There are two parts to Medicare: Part A and Part B. Part A is the “hospital insurance” portion that pays for things like inpatient hospital care, skilled nursing facility and home health care and hospice, within certain limits. Part B is the “medical insurance” portion that pays for X-Rays, prescription drugs, doctors, ambulance and the like.

Medicaid – is the jointly funded federal and state program that fills in some of the gaps under Medicare. Each state administers its own Medicaid program, setting its own guidelines for who is eligible as well as individual co-payments and deductibles. Because each state is responsible for its own eligibility criteria, there are variances from state to state as to who qualifies for Medicaid. A person may qualify in one state, and not qualify in another.

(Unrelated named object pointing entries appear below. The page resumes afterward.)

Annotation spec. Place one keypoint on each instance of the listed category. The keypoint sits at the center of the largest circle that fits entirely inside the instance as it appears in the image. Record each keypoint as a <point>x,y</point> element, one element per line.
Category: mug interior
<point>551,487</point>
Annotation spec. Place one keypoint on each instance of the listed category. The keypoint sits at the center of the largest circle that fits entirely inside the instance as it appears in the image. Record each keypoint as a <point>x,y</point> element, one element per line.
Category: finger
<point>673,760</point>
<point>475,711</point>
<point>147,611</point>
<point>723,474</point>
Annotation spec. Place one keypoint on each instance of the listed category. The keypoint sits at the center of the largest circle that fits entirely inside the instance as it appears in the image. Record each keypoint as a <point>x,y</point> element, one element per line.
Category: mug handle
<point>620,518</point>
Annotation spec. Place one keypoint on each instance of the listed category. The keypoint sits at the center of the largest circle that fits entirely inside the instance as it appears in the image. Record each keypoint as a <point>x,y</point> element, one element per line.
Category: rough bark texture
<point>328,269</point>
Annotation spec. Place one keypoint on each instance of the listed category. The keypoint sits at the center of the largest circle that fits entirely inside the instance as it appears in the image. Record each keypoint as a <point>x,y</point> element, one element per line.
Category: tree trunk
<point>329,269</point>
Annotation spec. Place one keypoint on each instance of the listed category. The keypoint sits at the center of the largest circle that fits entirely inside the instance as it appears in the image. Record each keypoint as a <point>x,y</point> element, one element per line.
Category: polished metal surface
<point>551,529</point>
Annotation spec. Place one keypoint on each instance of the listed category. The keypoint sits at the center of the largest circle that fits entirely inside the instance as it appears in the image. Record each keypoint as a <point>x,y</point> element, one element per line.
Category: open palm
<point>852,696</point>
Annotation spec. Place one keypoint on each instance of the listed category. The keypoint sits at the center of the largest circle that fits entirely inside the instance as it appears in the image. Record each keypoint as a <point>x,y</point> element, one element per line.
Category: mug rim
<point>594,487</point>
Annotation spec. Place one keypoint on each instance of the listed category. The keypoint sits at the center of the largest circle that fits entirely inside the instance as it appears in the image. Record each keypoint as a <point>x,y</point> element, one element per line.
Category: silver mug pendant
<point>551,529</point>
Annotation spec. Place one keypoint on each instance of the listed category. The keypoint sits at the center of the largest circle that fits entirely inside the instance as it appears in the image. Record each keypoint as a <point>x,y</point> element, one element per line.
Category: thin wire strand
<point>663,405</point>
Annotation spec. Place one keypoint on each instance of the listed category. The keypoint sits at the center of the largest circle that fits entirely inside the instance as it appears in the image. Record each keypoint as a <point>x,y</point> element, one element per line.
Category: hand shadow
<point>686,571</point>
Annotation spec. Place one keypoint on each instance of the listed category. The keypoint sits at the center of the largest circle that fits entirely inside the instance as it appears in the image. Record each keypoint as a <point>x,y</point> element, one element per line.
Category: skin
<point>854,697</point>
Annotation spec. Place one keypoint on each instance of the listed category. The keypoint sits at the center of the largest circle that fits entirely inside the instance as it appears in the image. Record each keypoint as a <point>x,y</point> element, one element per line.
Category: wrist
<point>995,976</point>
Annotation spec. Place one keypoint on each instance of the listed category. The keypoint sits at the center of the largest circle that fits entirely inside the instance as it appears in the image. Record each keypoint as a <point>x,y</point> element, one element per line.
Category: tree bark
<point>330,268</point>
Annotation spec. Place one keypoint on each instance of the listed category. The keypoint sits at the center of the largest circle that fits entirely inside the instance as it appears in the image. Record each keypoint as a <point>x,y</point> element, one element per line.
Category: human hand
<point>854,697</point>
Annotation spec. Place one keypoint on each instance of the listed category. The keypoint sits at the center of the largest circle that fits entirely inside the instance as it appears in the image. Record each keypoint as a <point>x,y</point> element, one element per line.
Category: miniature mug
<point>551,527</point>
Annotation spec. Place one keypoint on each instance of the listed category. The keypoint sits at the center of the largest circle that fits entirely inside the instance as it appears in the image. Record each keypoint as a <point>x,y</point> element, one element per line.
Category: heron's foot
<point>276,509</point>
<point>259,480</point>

Medicaid is ‘means tested’, which means that an individual’s ability to pay determines their eligibility. All income and assets are examined to evaluate whether or not that person can pay for their own health care.

Private Health Insurance – This is frequently the most expensive alternative, depending on when the policy was taken out. Private health insurance can range from benefits under a group policy such as a former employer’s retiree’s benefits policy, or an individual health insurance policy, a high-risk pool if your state offers one, or similar coverage. One trend that’s developed in recent years is the younger generation adding parents to their health insurance coverage if the parent’s are dependent upon the children. A big downside of this plan is that many private and group insurers won’t allow this, but some do.

Medical Savings Account (MSA) – An MSA is a tax-deferred trust or custodial account, similar to an IRA, where you set money aside to pay for routine, out-of-pocket health care expenses, and build up money to pay for future medical costs. The problems with this type of plan are 1) it must be paired with a major medical insurance plan (typically “catastrophic” coverage with a high deductible, and 2)it can only be implemented by self-employed people or employees of a business with less than 50 employees.

Long Term and Specialized Care Insurance – These types of policies are for a specific type of illness, such as cancer treatment expenses, or long-term care in a facility such as a skilled nursing facility or even at your own home, under specific conditions. Costs vary widely from company to company, and when you take the policy out can have a huge impact on the premiums you pay.

Planning for medical care for the elderly takes a combination of pre-planning, consultations with a tax attorney or accountant, a financial planner and the complete cooperation of parents and offspring; but the effort is worth it in the end. With attention to detail, you can save thousands of dollars in health care costs.